Look deep into that Baha'i and see if you see any Bermuda. If there is some, don't be afraid to kill it with Pastora or cimirron plus, follow directions on label. If there is not any, none at all, you could cut tops off of your existing stand and spread them into the area that was eradicated and run over with a harrow with the discs straight (or a coulter if you can get one) the grass must be cut and put immediately onto the bare spots, preferably before a rain and disced in......copious amounts of N to follow.....that 30 acre field will yield a lot of hay given the right fertilization schedule.....


----------



## luke strawwalker (Jul 31, 2014)

somedevildawg said:


> I suppose you could but seed ain't cheap....why would you want to "bite the grass back"? I'd prefer to get rid of the Baha'i, but I understand what you're saying about the production.....it depends on how long this field will be yours....you have a lease? Ain't much production in Baha'i btw


Exactly...

Used to bale a lot of bahia (FYI Bah'ai is a religion, a faith LOL) for a friend of mine... Bahia is a great grazing grass for cows (grows practically anywhere and the nutrient needs are low, but the nutritional value of the grass is also pretty low, from what I recall, as is digestibility) but it's a pretty sorry hay grass... I'd go scout his fields out before a cutting, and think "wow, this field is gonna make a LOT of hay...". It'd be nearly waist high and thick as hair on a dog's back, and then I'd come cut it... it'd leave a nice big knee high and 3 foot wide windrow behind my 7.5 foot Zweegers drum mower (which windrows everything due to the twin-cutter drum design) and I'd think "yep, this field will make a lotta hay!" and then the next day I'd come to rake... (in our 90-100 degree summer temps, the next morning after cutting the hay would be "wilted flat" at 50% moisture and ready to rake). Those mower windrows that were SO impressive the day before, would look about 2 feet wide and *MAYBE* a foot tall that next day... Still, fall in with the rake and get after it, and roll up a nice big windrow off the end of the rolabar rake and you'd still be thinking, "this field is gonna make a lot of hay!" Give it 24 hours of hot sun and dry wind to dry, and you pull in ready to bale, and find those nice big 2-3 foot high windrows 4-5 foot wide that you rolled off the end of the rake had shrunk down overnight to about a foot high AGAIN and looked maybe 3 feet wide... Fall in and start baling, and you'd roll, and roll, and roll, and roll... look back and the bale seemed to take forever to get to size... wrap it in twine and spit it out, and it'd look good, but when you finished the field, seemed like there were only half as many of them as you thought it would be in any other type of grass... The stuff just seems to shrink TERRIBLY as it dries down. Then, to top it all off, one year I was feeding out some leftover soybean hay I'd made in a drought-- got kinda weedy and wasn't very good hay at all, and it was two years old and I was basically feeding it out to get rid of it... and the cows would leave the NEW bahiagrass bales I'd unrolled, which had a bright green color and smelled wonderful, to RUN to go eat 2 year old musty, dusty, weedy, soybean hay...

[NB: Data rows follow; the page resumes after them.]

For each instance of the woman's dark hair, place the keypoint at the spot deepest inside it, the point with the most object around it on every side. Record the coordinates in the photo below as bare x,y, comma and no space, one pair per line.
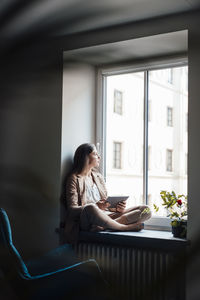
80,157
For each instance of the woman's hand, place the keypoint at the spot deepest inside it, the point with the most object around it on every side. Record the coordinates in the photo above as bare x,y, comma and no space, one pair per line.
121,206
103,204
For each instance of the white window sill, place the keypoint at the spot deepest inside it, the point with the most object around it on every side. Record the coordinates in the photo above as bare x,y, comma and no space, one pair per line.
154,239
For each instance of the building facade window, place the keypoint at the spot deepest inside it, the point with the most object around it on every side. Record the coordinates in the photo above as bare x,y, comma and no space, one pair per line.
117,155
169,116
169,160
118,102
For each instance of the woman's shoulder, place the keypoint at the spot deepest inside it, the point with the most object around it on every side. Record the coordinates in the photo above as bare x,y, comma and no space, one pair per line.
72,177
96,173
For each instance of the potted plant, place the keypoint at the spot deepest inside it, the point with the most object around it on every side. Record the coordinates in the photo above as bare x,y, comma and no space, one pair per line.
176,206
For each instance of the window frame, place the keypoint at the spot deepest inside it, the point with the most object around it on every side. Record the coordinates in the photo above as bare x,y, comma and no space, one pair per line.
170,116
115,104
114,158
156,222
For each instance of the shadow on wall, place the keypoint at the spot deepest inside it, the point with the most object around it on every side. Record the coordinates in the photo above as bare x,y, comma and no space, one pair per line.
25,198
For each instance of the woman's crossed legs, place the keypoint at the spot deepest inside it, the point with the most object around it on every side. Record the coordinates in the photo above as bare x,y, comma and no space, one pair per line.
94,219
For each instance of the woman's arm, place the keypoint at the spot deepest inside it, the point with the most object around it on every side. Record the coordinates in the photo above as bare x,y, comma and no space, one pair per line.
72,195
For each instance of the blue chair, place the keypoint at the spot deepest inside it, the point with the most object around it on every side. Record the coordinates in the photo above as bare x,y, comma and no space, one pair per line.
56,275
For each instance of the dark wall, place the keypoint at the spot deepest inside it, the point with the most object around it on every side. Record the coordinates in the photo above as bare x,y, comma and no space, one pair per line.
30,135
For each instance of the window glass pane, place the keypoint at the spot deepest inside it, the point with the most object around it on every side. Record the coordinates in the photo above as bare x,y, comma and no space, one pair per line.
168,139
124,137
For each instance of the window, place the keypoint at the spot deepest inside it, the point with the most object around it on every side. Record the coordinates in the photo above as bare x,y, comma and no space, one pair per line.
149,158
169,116
149,111
117,155
118,102
169,159
170,76
153,155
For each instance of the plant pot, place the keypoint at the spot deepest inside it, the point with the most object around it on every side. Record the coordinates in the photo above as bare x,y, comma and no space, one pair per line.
179,229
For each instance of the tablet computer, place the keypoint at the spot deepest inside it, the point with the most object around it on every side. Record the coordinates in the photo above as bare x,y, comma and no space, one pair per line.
113,200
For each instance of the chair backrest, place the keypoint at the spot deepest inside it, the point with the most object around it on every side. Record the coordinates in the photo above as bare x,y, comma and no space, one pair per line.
10,259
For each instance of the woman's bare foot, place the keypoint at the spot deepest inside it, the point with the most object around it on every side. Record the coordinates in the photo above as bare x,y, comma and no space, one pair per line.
134,227
96,228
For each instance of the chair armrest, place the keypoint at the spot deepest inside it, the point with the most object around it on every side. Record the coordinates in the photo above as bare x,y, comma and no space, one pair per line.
80,281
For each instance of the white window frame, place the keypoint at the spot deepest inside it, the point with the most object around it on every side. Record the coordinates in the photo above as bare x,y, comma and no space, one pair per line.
156,222
121,149
170,116
115,106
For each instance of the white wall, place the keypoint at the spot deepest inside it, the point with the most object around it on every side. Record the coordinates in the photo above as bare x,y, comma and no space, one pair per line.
78,114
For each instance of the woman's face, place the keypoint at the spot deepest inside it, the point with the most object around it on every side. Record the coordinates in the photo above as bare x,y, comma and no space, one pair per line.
94,158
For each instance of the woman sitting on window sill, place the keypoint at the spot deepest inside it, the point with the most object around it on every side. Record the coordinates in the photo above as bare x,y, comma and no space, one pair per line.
86,205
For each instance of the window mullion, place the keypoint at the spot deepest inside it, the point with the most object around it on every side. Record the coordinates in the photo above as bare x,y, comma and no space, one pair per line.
145,150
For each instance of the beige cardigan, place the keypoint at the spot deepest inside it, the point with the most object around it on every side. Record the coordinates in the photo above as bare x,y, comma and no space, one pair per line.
75,201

I don't even want any bahia on the place anymore, though we have some volunteer... I'd NEVER plant that crap. IF I were doing a bermudagrass field, I'd burn the stuff down and kill it out (the roots/rhizomes are particularly strong on bahia and it takes more than one shot of RU to get rid of it for sure... other chemicals are probably better suited (Pastora?) but cost more of course.) Then seed or sprig your bermuda (what variety you planting??) and go from there...

Once your bermudagrass sends out runners a couple feet or so long, run a disk set as straight as possible across the field twice at different angles, like disk the field once straight with the fences/borders and then corner-to-corner (on the bias) so that you leave the field with a "cross-hatched" diamond pattern-- this will cut the runners and encourage the bermudagrass to tiller and put down new roots, and separate these plants from the original plant, thickening up the stand... We run rolling stalk choppers at a couple different angles for this purpose, but a disk works too, just throw as little dirt as possible...

Best of luck! OL JR


----------



## somedevildawg (Jun 20, 2011)

My spell checker doesn't know exactly what I'm talking about Luke.....good thing, I'm sure in a few years that will be perfected to the point where a monkey can answer your questions


----------



## Tx Jim (Jun 30, 2014)

I hate Bahia also. I've read where people in eastern USA plant the stuff but I think one brand they plant is Pensacola which I know nothing about . Bahia left unchecked will crowd out Coastal Bermuda. I agree that lightly disking Coastal will help it spread.


----------



## Tim/South (Dec 12, 2011)

I planted some Tifton9 bahia on some new ground. Also planted an endophyte friendly fescue that fall. I was looking for some cool season grass and warm season grass that would compliment each other.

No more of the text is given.